Red-pepper meal is used for fish as a natural source of pigmentation (Diler and Gökoglu, 2004).This meal is added to food substances at rates of 0.5-10% as colour differences are observed over 4-6 weeks periods (Halver, 1989). Peterson et al. (1966) fed paprika extract to trout. Coloration was detected after 2 weeks; fairly prominent after 4 weeks.

CONCLUSION

This study substantiates that pigment substances added to trout feed influence the sensory quality in fish samples to a considerable extent. As observed, these substances changed the colours of the products and surprisingly had positive effects on their odour, especially, when using red pepper extract (Oleoresin paprika) additives. We may also conclude that the panellists were impressed by the colours of the fish samples. Colour characteristics are equally important as general appearance, odour and freshness in terms of affecting the prices of fishery products in the market (Torrissen et al., 1995).

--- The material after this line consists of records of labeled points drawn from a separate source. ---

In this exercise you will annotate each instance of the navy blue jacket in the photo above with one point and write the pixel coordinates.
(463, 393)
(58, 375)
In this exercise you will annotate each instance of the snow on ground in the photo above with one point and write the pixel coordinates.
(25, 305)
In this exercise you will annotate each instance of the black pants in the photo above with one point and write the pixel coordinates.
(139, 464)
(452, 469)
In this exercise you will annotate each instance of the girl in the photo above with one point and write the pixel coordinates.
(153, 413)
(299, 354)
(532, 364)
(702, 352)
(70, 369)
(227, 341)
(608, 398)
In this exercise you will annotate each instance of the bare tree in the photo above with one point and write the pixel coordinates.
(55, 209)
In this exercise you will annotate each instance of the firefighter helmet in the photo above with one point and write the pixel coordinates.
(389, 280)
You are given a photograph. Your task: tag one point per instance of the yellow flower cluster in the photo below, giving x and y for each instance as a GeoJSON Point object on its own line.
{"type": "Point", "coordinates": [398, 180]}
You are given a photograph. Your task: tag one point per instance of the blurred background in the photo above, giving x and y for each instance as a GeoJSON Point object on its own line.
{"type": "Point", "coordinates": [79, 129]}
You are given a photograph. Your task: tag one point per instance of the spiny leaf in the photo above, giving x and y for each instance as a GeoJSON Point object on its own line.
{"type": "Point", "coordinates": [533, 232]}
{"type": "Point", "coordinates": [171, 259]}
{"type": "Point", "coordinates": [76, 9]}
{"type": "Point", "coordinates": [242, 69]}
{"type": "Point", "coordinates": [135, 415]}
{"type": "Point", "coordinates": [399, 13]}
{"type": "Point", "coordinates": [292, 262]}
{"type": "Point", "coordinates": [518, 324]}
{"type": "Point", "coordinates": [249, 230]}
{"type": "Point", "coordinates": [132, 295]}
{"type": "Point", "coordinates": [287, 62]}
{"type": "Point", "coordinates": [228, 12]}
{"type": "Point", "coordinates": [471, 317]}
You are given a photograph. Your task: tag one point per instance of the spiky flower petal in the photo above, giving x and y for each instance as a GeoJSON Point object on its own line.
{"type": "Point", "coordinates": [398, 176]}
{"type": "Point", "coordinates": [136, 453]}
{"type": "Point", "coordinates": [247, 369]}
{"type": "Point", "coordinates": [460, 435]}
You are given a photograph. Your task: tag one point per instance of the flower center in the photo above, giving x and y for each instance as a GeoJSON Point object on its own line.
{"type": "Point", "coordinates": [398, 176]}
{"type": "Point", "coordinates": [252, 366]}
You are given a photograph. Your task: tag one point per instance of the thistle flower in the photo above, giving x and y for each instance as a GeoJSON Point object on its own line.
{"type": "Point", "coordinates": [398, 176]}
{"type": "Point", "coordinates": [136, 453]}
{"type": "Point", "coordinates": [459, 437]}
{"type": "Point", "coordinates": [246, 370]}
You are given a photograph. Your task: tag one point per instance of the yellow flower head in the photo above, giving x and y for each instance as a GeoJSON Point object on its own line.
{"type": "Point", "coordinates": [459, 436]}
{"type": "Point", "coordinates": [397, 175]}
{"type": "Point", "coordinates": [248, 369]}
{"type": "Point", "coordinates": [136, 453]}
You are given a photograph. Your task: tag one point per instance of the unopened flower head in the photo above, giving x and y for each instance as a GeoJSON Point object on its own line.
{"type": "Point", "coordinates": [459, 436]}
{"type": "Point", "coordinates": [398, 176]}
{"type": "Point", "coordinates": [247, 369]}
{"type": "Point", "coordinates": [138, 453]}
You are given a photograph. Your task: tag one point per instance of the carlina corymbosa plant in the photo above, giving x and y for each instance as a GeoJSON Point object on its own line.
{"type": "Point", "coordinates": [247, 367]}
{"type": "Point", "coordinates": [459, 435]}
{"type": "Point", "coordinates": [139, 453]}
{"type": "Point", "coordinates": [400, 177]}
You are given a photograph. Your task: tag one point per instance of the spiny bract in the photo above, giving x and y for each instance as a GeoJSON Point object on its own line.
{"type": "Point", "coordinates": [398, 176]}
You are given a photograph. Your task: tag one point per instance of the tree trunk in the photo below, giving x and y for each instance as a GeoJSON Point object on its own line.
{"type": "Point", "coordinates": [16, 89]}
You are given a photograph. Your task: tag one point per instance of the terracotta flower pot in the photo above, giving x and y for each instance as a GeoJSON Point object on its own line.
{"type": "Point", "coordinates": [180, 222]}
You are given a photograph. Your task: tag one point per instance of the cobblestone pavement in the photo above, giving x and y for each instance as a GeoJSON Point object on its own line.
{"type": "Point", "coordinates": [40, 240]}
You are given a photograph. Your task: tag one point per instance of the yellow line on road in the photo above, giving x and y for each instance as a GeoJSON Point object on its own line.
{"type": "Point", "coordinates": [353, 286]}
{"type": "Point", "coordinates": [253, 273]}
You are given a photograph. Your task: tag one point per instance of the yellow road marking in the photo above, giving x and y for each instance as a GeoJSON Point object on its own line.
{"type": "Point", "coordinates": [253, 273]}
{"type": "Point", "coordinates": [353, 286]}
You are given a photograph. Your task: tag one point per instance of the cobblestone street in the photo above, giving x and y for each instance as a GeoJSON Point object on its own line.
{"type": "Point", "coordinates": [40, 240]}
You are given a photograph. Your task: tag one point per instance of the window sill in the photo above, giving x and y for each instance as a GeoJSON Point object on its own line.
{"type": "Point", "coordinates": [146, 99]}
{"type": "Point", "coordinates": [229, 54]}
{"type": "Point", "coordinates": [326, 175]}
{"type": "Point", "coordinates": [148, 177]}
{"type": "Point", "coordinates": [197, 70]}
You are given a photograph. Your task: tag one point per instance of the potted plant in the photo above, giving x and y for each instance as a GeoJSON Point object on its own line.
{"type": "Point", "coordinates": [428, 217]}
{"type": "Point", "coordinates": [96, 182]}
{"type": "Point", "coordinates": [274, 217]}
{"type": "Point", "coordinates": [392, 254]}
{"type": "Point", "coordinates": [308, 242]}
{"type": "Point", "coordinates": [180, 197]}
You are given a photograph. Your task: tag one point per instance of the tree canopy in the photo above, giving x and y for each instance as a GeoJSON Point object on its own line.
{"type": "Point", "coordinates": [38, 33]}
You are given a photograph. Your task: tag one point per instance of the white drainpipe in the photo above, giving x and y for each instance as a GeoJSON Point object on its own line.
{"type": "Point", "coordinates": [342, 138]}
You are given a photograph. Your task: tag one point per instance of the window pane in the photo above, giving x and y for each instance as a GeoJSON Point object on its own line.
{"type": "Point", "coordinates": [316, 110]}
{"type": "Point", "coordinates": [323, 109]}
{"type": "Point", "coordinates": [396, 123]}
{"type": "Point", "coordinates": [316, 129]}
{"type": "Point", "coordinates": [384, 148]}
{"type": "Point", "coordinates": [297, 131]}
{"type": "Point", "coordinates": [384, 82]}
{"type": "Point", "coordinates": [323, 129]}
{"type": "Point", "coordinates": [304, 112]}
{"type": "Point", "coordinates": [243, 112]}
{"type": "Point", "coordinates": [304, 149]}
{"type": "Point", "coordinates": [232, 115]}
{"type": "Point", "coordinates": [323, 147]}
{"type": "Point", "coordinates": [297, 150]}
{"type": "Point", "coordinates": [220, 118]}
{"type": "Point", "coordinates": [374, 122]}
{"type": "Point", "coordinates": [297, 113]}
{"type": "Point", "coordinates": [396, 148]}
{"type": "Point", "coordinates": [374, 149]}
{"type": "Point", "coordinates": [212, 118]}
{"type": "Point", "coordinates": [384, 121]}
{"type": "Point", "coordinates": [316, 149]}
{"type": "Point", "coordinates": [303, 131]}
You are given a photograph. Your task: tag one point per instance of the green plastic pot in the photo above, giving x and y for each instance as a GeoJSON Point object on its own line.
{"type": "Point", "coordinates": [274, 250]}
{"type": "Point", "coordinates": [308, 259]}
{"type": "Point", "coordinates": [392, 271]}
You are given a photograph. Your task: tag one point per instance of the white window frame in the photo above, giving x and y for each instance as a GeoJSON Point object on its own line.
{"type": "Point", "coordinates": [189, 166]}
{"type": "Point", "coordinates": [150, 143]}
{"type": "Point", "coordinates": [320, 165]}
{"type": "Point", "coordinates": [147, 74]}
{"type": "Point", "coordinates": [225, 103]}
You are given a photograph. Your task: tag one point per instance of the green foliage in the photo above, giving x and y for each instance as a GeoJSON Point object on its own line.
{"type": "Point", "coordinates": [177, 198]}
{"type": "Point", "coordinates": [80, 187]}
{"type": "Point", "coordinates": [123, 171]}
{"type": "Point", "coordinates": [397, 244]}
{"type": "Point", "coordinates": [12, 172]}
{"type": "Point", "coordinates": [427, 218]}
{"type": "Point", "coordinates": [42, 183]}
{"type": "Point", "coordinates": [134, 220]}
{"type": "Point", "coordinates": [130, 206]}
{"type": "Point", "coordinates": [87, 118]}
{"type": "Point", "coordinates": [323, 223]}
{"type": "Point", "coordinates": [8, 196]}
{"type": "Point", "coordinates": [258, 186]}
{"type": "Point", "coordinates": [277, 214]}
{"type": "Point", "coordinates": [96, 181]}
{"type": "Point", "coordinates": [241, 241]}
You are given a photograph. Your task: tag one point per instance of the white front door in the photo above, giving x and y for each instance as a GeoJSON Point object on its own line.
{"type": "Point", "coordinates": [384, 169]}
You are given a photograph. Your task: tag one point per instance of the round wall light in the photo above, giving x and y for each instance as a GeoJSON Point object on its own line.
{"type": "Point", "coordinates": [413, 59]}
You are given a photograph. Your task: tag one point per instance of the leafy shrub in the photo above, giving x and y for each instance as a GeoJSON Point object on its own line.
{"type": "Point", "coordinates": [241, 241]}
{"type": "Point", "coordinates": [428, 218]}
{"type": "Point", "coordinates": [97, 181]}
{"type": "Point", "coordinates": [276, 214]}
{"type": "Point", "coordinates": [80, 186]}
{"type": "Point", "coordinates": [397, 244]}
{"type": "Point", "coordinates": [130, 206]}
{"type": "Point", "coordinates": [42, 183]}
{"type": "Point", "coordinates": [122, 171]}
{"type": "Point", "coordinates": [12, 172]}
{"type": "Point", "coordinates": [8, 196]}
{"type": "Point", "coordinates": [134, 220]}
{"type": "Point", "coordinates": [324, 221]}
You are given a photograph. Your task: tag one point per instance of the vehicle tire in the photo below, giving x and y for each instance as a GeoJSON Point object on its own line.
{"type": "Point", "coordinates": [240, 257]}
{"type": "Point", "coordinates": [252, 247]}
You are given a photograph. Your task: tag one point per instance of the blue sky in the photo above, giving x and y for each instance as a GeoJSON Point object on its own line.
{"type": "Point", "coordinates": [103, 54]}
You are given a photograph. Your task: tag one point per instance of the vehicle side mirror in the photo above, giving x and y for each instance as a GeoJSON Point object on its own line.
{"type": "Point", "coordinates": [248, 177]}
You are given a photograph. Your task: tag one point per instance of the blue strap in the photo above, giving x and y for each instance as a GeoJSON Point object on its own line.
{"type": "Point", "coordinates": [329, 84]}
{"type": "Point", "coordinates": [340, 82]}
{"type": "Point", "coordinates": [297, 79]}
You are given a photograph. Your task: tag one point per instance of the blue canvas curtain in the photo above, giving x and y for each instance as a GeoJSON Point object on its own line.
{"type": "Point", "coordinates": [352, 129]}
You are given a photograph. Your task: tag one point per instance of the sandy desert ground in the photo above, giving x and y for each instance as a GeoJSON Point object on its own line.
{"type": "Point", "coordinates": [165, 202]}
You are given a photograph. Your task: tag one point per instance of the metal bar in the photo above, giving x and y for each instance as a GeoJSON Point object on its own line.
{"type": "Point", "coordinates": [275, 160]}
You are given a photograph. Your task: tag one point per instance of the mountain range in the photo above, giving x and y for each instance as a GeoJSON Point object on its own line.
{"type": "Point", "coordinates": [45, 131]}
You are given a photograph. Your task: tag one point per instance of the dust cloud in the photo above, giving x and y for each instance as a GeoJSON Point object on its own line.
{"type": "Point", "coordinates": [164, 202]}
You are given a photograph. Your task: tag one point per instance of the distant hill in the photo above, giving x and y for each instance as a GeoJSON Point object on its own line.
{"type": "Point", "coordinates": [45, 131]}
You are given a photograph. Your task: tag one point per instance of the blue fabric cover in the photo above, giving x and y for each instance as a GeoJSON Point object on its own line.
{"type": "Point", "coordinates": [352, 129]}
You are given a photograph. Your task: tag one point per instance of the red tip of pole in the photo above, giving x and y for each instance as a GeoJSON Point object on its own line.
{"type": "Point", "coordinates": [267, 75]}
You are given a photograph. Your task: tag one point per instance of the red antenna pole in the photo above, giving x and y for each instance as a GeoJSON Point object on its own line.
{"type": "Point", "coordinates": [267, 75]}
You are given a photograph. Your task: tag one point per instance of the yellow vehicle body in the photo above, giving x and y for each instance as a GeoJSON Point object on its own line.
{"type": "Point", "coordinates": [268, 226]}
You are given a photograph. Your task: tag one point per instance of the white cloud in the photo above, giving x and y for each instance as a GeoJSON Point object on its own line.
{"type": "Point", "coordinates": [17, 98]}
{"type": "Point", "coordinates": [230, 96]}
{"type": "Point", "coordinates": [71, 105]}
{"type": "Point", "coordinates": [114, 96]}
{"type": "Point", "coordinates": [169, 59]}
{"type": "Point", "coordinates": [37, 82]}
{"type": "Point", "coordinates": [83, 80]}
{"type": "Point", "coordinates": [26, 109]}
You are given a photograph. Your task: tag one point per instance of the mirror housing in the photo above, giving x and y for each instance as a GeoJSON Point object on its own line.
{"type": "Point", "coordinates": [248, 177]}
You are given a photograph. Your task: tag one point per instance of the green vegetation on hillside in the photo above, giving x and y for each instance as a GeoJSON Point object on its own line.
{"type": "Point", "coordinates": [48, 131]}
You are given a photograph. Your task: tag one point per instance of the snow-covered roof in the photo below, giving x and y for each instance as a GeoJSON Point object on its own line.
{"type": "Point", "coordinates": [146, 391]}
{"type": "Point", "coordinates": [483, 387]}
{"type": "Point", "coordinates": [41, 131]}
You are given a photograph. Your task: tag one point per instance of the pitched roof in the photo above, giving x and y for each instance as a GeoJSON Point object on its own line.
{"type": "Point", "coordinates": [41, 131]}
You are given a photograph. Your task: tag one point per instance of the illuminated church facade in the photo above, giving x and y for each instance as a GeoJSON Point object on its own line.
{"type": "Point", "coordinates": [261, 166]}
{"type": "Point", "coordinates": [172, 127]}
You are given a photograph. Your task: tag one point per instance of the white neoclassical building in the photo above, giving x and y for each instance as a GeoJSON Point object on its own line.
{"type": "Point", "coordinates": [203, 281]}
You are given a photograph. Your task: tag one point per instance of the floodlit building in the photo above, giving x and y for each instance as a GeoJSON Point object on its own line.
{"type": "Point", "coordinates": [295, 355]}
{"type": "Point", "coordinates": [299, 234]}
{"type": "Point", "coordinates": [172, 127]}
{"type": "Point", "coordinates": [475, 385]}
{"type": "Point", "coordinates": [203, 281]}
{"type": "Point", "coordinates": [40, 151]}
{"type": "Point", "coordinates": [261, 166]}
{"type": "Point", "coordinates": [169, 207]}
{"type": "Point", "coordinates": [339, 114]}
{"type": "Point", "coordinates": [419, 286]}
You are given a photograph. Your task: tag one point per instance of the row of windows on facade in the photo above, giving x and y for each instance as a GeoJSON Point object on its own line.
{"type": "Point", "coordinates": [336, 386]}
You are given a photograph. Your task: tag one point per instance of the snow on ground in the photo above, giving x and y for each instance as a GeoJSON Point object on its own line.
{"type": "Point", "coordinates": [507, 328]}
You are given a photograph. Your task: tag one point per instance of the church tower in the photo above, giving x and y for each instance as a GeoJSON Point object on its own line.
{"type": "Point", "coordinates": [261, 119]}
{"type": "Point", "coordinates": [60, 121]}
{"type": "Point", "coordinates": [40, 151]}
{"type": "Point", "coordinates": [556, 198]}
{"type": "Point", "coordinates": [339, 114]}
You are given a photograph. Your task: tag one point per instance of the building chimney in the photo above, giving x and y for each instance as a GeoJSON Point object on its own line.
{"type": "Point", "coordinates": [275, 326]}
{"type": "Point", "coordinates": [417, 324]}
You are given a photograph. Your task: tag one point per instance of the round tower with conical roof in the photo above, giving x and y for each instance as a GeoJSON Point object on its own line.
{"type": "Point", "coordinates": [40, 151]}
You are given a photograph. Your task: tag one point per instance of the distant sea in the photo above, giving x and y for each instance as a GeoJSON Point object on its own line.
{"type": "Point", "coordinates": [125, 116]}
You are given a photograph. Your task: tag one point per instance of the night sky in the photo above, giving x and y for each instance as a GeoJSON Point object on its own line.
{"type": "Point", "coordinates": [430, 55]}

Consequently, lower-priced natural pigment substances, such as red pepper extract (Oleoresin paprika) and gammarus, when compared to synthetic additives, are a greater and more important food source in fish farming.

ACKNOWLEDGEMENT

This study was supported by Departments of Scientific Research Project Commission, University of Gaziosmanpasa (Project No. 2005/038).